Today’s graduating physicians are more likely than ever before to seek employment in a hospital or large organization than in a private practice.
Avoiding the details of the business side of medicine is one of the main reasons some doctors prefer employment. Ironically, though, today’s employment contracts often include productivity compensation components that require physicians to pay at least some attention to business details.
Some physicians instinctively shy away from such contracts altogether, making it harder to attract the right providers for an open position. And they may do so without realizing that productivity-based compensation may allow them to earn a lot more money. So what can you do to help open physicians’ minds about productivity-based compensation, and build their trust?
"Taking the time to communicate in detail" is invaluable, says Satish Prabhu, M.D., owner and medical director of Rainbow Kids Clinic in Clarksville, Tennessee. Giving as much detail as possible about payment structures builds trust that makes it easier for physicians to ask questions and dig into the calculations in depth.
Seger Morris, D.O., internal medicine program director and division chief, Mississippi internal medicine programs at Baptist Memorial Health Care in Oxford, Mississippi, agrees. "It’s up to the recruiter to break it down. I hate to say you need to dumb it down, but most physicians just don’t have a desire or know where to get the information."
Morris advises giving physician candidates a very explicit explanation of how your compensation plan works. "For example, if it’s an RVU plan, the recruiters should benchmark per-encounter RVUs for that specialty and region and equate that to the number of patients per day the physician will be asked to see. Residents are worried about volume, because they’re used to seeing five to seven patients in a half day. They hear stories about’such-and-such sees 40 per day’ and think ’I can’t do that.’" These kinds of stories cause physicians to distrust productivity compensation from the start. "But if the recruiter can break it down and show exactly how it will work," Morris says, physicians can be reassured.
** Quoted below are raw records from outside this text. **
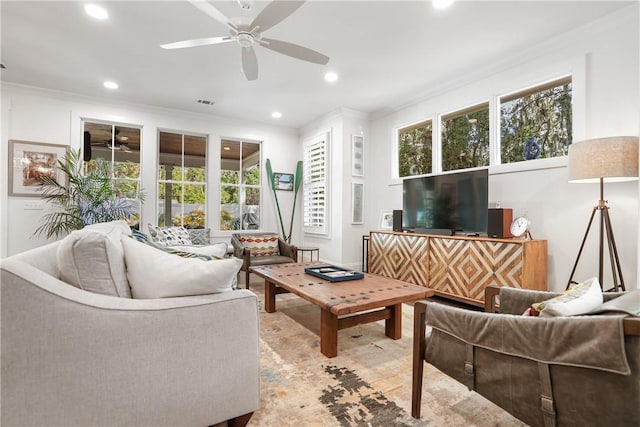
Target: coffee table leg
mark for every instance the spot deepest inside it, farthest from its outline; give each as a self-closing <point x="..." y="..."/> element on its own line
<point x="328" y="333"/>
<point x="269" y="296"/>
<point x="393" y="325"/>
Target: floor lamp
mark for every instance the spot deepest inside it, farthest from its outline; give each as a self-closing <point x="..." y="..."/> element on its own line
<point x="612" y="159"/>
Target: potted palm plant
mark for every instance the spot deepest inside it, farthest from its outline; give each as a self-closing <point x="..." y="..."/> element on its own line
<point x="88" y="197"/>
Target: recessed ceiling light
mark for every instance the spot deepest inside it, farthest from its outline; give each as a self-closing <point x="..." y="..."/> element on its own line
<point x="331" y="76"/>
<point x="110" y="85"/>
<point x="442" y="4"/>
<point x="96" y="11"/>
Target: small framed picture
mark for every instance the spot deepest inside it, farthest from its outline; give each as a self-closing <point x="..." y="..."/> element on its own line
<point x="386" y="220"/>
<point x="29" y="162"/>
<point x="357" y="155"/>
<point x="357" y="203"/>
<point x="283" y="181"/>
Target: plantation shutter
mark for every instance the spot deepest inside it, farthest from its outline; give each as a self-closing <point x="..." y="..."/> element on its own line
<point x="315" y="187"/>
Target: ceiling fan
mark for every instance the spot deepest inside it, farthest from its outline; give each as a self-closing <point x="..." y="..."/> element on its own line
<point x="248" y="36"/>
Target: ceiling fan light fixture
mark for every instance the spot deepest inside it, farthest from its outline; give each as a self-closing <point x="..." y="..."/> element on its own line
<point x="110" y="85"/>
<point x="331" y="77"/>
<point x="96" y="11"/>
<point x="442" y="4"/>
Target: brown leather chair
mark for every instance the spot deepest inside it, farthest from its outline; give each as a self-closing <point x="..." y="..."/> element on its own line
<point x="551" y="371"/>
<point x="242" y="248"/>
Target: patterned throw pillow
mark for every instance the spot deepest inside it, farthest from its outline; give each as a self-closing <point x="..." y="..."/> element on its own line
<point x="261" y="245"/>
<point x="199" y="236"/>
<point x="170" y="236"/>
<point x="143" y="238"/>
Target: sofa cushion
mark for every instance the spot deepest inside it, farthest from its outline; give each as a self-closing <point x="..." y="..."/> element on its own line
<point x="92" y="259"/>
<point x="153" y="273"/>
<point x="207" y="253"/>
<point x="169" y="236"/>
<point x="260" y="244"/>
<point x="199" y="236"/>
<point x="217" y="250"/>
<point x="578" y="299"/>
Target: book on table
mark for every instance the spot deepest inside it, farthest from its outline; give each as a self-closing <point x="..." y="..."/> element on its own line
<point x="333" y="273"/>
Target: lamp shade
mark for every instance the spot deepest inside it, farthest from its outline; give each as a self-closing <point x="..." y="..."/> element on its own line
<point x="613" y="159"/>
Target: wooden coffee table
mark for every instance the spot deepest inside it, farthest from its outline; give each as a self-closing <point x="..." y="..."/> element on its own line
<point x="342" y="304"/>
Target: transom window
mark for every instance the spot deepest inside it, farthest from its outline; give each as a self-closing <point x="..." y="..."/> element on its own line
<point x="415" y="149"/>
<point x="465" y="138"/>
<point x="536" y="123"/>
<point x="239" y="185"/>
<point x="182" y="180"/>
<point x="119" y="146"/>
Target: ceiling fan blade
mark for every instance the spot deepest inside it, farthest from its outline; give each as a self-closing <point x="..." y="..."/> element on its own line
<point x="197" y="42"/>
<point x="295" y="51"/>
<point x="249" y="63"/>
<point x="213" y="12"/>
<point x="275" y="12"/>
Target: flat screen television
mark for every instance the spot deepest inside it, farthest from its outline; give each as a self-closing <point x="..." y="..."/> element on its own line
<point x="457" y="202"/>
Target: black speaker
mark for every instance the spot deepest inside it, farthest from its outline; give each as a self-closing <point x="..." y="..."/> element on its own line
<point x="499" y="223"/>
<point x="87" y="146"/>
<point x="397" y="220"/>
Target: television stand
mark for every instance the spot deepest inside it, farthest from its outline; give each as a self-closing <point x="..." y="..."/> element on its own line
<point x="435" y="231"/>
<point x="459" y="267"/>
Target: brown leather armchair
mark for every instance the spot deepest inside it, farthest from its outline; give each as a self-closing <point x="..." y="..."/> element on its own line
<point x="247" y="247"/>
<point x="551" y="371"/>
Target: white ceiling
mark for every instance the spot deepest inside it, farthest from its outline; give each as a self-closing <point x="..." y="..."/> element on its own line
<point x="386" y="53"/>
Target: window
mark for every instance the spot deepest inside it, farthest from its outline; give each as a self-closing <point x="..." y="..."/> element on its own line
<point x="182" y="180"/>
<point x="315" y="191"/>
<point x="536" y="123"/>
<point x="465" y="138"/>
<point x="120" y="147"/>
<point x="239" y="185"/>
<point x="415" y="147"/>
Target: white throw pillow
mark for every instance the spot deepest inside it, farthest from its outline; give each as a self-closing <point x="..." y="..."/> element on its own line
<point x="153" y="273"/>
<point x="216" y="250"/>
<point x="578" y="299"/>
<point x="92" y="259"/>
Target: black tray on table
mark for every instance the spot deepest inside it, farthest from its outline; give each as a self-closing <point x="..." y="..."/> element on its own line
<point x="333" y="273"/>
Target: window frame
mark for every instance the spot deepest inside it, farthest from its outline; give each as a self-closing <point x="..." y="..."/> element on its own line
<point x="183" y="181"/>
<point x="241" y="186"/>
<point x="311" y="187"/>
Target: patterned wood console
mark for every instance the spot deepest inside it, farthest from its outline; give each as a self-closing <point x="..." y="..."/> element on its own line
<point x="459" y="267"/>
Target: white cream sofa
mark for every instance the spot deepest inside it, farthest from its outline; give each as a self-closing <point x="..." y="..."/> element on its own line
<point x="76" y="358"/>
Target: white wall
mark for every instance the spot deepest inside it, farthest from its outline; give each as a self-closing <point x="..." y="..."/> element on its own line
<point x="603" y="60"/>
<point x="33" y="114"/>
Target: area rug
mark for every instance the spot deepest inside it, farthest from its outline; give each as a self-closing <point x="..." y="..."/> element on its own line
<point x="367" y="384"/>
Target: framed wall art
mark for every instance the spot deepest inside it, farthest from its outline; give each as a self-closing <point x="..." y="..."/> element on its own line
<point x="357" y="203"/>
<point x="386" y="220"/>
<point x="357" y="155"/>
<point x="29" y="162"/>
<point x="283" y="181"/>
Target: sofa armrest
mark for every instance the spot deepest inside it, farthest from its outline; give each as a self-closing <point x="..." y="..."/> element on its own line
<point x="79" y="358"/>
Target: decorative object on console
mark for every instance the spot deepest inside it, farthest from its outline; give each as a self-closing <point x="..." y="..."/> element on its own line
<point x="498" y="222"/>
<point x="397" y="220"/>
<point x="520" y="227"/>
<point x="612" y="159"/>
<point x="29" y="162"/>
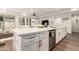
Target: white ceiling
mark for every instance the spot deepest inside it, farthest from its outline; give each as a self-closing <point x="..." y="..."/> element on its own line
<point x="38" y="11"/>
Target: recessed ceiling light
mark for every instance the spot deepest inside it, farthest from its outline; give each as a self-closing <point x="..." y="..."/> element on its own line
<point x="74" y="9"/>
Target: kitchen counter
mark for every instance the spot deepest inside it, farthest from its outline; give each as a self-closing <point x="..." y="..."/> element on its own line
<point x="31" y="30"/>
<point x="5" y="35"/>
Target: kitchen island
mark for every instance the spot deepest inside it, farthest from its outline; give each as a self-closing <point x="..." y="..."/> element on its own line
<point x="31" y="39"/>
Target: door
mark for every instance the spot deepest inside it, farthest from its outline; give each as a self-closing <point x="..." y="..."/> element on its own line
<point x="44" y="41"/>
<point x="75" y="24"/>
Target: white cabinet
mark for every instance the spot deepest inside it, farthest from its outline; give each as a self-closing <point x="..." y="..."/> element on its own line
<point x="75" y="24"/>
<point x="60" y="34"/>
<point x="32" y="42"/>
<point x="44" y="41"/>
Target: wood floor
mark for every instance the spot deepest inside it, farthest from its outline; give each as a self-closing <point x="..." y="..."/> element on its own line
<point x="69" y="43"/>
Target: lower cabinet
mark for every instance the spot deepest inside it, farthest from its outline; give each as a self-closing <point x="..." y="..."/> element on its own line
<point x="44" y="41"/>
<point x="33" y="47"/>
<point x="33" y="42"/>
<point x="60" y="34"/>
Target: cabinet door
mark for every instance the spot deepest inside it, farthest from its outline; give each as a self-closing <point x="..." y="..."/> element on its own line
<point x="58" y="33"/>
<point x="44" y="42"/>
<point x="33" y="47"/>
<point x="30" y="42"/>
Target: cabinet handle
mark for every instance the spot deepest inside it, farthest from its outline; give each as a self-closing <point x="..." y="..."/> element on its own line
<point x="59" y="33"/>
<point x="2" y="44"/>
<point x="32" y="37"/>
<point x="40" y="43"/>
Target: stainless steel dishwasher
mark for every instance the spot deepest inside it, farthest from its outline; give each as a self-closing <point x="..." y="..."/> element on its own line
<point x="52" y="39"/>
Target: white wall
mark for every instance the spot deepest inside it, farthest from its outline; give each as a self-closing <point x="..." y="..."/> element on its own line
<point x="75" y="26"/>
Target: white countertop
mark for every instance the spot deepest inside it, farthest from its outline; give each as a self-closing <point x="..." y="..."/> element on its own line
<point x="34" y="30"/>
<point x="30" y="30"/>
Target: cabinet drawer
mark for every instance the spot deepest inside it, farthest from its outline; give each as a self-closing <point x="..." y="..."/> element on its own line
<point x="33" y="47"/>
<point x="30" y="37"/>
<point x="44" y="34"/>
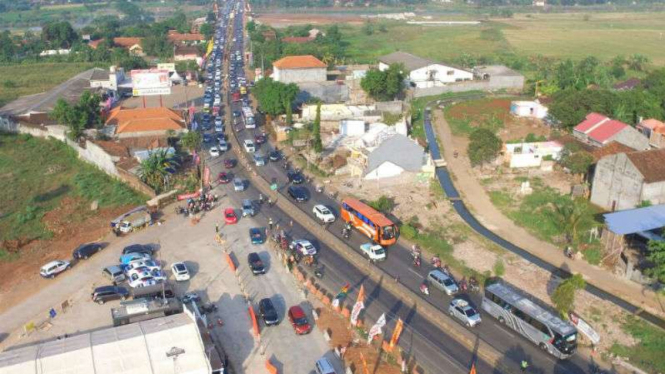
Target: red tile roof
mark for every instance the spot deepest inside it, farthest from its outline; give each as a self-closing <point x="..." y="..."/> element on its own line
<point x="299" y="62"/>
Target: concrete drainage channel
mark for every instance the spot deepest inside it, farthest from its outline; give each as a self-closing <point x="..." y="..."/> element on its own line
<point x="470" y="341"/>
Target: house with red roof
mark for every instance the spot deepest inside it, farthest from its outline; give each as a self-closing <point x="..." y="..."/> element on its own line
<point x="598" y="130"/>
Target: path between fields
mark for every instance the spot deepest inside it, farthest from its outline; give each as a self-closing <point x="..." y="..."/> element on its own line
<point x="479" y="202"/>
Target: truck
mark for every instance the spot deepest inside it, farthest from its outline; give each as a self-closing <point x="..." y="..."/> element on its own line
<point x="134" y="221"/>
<point x="373" y="251"/>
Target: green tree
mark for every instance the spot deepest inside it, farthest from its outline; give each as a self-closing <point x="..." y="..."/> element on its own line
<point x="156" y="170"/>
<point x="484" y="146"/>
<point x="564" y="295"/>
<point x="657" y="258"/>
<point x="316" y="130"/>
<point x="191" y="141"/>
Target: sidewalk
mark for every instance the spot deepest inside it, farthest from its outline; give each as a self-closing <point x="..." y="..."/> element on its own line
<point x="479" y="202"/>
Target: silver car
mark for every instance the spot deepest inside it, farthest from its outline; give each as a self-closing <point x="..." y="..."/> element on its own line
<point x="443" y="281"/>
<point x="461" y="310"/>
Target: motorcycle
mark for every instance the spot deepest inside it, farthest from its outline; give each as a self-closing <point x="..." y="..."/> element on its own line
<point x="424" y="288"/>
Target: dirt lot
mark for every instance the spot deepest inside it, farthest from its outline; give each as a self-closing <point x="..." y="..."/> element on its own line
<point x="280" y="20"/>
<point x="72" y="224"/>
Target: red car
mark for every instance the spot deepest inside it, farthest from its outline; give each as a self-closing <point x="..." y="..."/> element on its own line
<point x="229" y="163"/>
<point x="299" y="320"/>
<point x="230" y="216"/>
<point x="224" y="178"/>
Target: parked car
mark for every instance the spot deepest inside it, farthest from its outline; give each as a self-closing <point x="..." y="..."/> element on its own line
<point x="224" y="178"/>
<point x="268" y="312"/>
<point x="131" y="257"/>
<point x="107" y="293"/>
<point x="238" y="185"/>
<point x="114" y="273"/>
<point x="324" y="214"/>
<point x="256" y="235"/>
<point x="304" y="247"/>
<point x="297" y="193"/>
<point x="443" y="282"/>
<point x="180" y="271"/>
<point x="323" y="366"/>
<point x="54" y="268"/>
<point x="461" y="310"/>
<point x="299" y="320"/>
<point x="255" y="263"/>
<point x="86" y="250"/>
<point x="230" y="216"/>
<point x="138" y="248"/>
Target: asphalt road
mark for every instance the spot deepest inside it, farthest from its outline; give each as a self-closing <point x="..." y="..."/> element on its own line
<point x="433" y="348"/>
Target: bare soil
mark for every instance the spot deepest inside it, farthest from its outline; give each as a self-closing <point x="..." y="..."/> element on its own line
<point x="72" y="224"/>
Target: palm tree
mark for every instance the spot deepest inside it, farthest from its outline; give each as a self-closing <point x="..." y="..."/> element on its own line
<point x="156" y="170"/>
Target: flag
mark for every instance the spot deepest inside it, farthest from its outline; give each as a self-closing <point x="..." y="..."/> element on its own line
<point x="359" y="306"/>
<point x="376" y="329"/>
<point x="396" y="333"/>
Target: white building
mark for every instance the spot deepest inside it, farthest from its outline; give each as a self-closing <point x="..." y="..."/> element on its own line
<point x="425" y="73"/>
<point x="531" y="109"/>
<point x="524" y="155"/>
<point x="299" y="69"/>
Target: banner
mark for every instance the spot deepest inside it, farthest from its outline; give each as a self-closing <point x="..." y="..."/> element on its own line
<point x="376" y="329"/>
<point x="396" y="333"/>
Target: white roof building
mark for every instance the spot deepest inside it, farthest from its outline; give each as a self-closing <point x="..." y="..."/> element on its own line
<point x="166" y="345"/>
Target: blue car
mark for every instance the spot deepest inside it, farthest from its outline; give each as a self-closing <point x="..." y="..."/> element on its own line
<point x="256" y="235"/>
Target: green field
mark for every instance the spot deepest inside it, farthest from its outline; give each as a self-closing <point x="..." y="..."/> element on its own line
<point x="28" y="79"/>
<point x="576" y="35"/>
<point x="37" y="174"/>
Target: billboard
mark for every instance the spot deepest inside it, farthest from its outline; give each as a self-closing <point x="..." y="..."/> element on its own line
<point x="151" y="78"/>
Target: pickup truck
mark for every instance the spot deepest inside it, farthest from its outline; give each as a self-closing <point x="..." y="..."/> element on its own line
<point x="373" y="251"/>
<point x="134" y="221"/>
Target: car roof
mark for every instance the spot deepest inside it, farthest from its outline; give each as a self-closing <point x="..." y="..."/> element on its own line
<point x="296" y="311"/>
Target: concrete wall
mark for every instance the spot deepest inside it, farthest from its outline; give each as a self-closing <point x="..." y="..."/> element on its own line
<point x="632" y="138"/>
<point x="512" y="83"/>
<point x="616" y="183"/>
<point x="300" y="75"/>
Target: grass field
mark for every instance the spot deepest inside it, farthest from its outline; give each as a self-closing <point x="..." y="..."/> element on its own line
<point x="37" y="174"/>
<point x="28" y="79"/>
<point x="575" y="35"/>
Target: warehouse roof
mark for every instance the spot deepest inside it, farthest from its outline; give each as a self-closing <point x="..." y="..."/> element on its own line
<point x="636" y="220"/>
<point x="145" y="347"/>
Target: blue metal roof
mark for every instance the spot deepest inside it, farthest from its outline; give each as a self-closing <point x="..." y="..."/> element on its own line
<point x="636" y="220"/>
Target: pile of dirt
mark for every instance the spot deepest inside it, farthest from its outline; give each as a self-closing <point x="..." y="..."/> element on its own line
<point x="342" y="335"/>
<point x="72" y="224"/>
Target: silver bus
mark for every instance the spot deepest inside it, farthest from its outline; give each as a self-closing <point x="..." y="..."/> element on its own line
<point x="512" y="308"/>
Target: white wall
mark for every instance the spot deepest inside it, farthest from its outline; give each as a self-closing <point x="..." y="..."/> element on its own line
<point x="385" y="170"/>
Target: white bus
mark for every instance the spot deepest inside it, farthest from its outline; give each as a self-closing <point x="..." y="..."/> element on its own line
<point x="248" y="117"/>
<point x="514" y="309"/>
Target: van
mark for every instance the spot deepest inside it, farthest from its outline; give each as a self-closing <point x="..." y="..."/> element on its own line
<point x="323" y="366"/>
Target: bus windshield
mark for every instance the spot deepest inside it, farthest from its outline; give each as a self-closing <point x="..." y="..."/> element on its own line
<point x="388" y="232"/>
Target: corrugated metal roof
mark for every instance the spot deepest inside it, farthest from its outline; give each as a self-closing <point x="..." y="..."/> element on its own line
<point x="636" y="220"/>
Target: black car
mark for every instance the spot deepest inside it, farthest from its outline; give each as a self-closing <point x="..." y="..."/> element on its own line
<point x="107" y="293"/>
<point x="295" y="177"/>
<point x="86" y="250"/>
<point x="255" y="263"/>
<point x="275" y="156"/>
<point x="138" y="248"/>
<point x="268" y="312"/>
<point x="299" y="194"/>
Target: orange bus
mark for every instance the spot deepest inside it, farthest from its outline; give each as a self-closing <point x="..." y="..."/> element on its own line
<point x="368" y="221"/>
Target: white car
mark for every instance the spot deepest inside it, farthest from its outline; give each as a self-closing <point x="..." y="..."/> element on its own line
<point x="180" y="272"/>
<point x="249" y="145"/>
<point x="323" y="213"/>
<point x="304" y="247"/>
<point x="54" y="268"/>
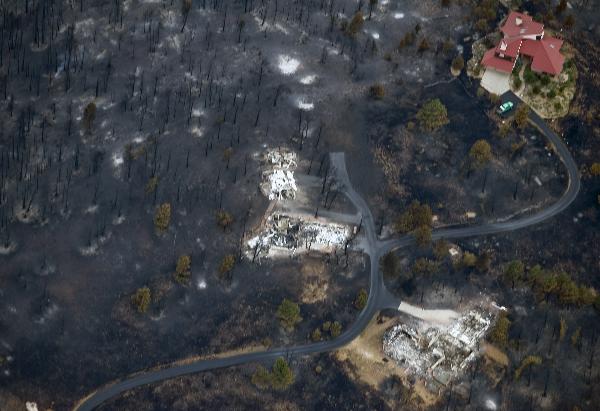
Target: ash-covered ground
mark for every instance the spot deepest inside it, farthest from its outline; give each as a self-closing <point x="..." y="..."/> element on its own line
<point x="186" y="102"/>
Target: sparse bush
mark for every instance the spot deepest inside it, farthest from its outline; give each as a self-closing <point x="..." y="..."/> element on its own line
<point x="569" y="22"/>
<point x="141" y="299"/>
<point x="483" y="262"/>
<point x="183" y="269"/>
<point x="261" y="378"/>
<point x="407" y="40"/>
<point x="514" y="271"/>
<point x="480" y="153"/>
<point x="482" y="26"/>
<point x="361" y="299"/>
<point x="390" y="265"/>
<point x="224" y="219"/>
<point x="458" y="63"/>
<point x="440" y="249"/>
<point x="517" y="82"/>
<point x="433" y="115"/>
<point x="336" y="329"/>
<point x="288" y="314"/>
<point x="89" y="115"/>
<point x="281" y="375"/>
<point x="522" y="116"/>
<point x="576" y="337"/>
<point x="355" y="24"/>
<point x="469" y="260"/>
<point x="425" y="266"/>
<point x="227" y="264"/>
<point x="415" y="216"/>
<point x="422" y="236"/>
<point x="162" y="217"/>
<point x="151" y="185"/>
<point x="562" y="331"/>
<point x="499" y="334"/>
<point x="528" y="361"/>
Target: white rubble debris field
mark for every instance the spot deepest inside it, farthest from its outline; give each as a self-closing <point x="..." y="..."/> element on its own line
<point x="285" y="235"/>
<point x="278" y="176"/>
<point x="439" y="353"/>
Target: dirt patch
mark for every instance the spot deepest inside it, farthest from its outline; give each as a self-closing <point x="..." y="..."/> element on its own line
<point x="363" y="360"/>
<point x="495" y="354"/>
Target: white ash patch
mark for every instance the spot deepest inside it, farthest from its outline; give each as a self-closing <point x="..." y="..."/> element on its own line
<point x="7" y="248"/>
<point x="117" y="159"/>
<point x="94" y="247"/>
<point x="287" y="64"/>
<point x="278" y="177"/>
<point x="93" y="209"/>
<point x="282" y="185"/>
<point x="268" y="26"/>
<point x="201" y="284"/>
<point x="309" y="79"/>
<point x="48" y="313"/>
<point x="197" y="131"/>
<point x="438" y="353"/>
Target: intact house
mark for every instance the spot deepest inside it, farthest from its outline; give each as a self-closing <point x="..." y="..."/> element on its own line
<point x="525" y="37"/>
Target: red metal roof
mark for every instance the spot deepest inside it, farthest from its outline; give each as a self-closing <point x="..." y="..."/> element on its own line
<point x="548" y="59"/>
<point x="520" y="25"/>
<point x="491" y="60"/>
<point x="509" y="47"/>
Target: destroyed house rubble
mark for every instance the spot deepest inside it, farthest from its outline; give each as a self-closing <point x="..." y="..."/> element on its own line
<point x="438" y="354"/>
<point x="278" y="176"/>
<point x="294" y="235"/>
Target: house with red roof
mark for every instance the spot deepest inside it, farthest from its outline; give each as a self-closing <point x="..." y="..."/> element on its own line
<point x="525" y="37"/>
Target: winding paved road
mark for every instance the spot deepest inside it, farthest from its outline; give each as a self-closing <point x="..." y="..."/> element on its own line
<point x="379" y="297"/>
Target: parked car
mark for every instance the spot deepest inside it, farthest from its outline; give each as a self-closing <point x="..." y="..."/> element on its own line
<point x="505" y="107"/>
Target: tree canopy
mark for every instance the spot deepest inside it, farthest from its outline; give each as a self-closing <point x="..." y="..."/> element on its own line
<point x="480" y="153"/>
<point x="432" y="115"/>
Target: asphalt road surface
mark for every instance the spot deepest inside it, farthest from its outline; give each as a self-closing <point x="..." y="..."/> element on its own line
<point x="379" y="297"/>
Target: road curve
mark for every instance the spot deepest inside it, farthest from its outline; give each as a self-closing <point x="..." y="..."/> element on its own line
<point x="379" y="297"/>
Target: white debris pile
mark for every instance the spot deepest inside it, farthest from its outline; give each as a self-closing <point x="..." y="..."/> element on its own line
<point x="439" y="353"/>
<point x="278" y="176"/>
<point x="328" y="234"/>
<point x="281" y="185"/>
<point x="287" y="64"/>
<point x="285" y="235"/>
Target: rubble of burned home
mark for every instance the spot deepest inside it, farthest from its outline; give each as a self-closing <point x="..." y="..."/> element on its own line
<point x="278" y="174"/>
<point x="287" y="235"/>
<point x="438" y="354"/>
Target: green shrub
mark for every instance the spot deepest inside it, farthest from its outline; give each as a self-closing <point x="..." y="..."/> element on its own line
<point x="182" y="269"/>
<point x="432" y="115"/>
<point x="141" y="299"/>
<point x="288" y="313"/>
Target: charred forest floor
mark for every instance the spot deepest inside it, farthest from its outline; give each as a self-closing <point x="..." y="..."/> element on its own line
<point x="183" y="111"/>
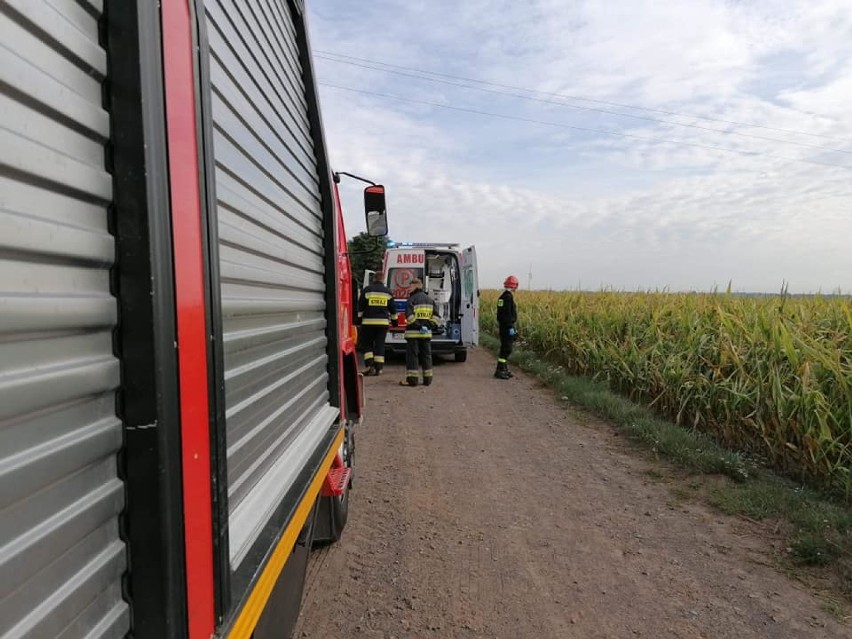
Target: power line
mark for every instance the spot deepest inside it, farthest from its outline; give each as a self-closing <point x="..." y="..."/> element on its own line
<point x="580" y="128"/>
<point x="582" y="108"/>
<point x="344" y="58"/>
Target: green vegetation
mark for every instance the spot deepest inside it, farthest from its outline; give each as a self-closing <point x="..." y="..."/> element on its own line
<point x="769" y="376"/>
<point x="725" y="387"/>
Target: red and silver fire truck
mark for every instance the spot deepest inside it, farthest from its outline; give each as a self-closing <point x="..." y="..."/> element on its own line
<point x="178" y="381"/>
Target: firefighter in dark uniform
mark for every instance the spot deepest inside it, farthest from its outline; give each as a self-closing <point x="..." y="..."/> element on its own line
<point x="507" y="315"/>
<point x="374" y="311"/>
<point x="421" y="316"/>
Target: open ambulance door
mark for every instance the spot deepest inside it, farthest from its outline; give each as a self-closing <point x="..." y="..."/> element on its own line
<point x="470" y="297"/>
Andrew Hajde, CMPE, assistant director of association content at the Medical Group Management Association (MGMA), agrees. "Physicians can be intimidated when they hear specific metrics, like ’you’ll have to see 25 patients per day.’ But we know that some patients will take 45 minutes and some only 15. It’s the recruiter’s job to break this down, so candidates can see what’s reasonable and not be scared away."
"In my experience, a physician is often handed a contract and encouraged to ask questions, instead of the recruiter taking the time to walk them through examples or explain how calculations are performed," says SamuelGerhardt, D.O., MBA, chief resident of Methodist Hospital in Henderson, Kentucky. "A staff member who has a solid understanding of the employer’s compensation strategy should sit down with the physician to explain the contract and the implications for pay in clear terms, rather than rely on the physician or the physician’s advisers to explain it for them."
Sometimes, physicians’ fears and skepticism are a result of not understanding enough about who a recruiter works for. Transparency about that is key. In-house recruiters should be clear that they work directly for the potential employer, and try to provide actual data about how real physicians in your organization are making their productivity goals.
Recruiters can help physicians educate themselves and build trust by recommending books, websites, and benchmarking tools. Adds Morris: "Recruiters can say, ’I recommend you compare your options, and here are some resources.’ Point them in the right direction to do their own homework.”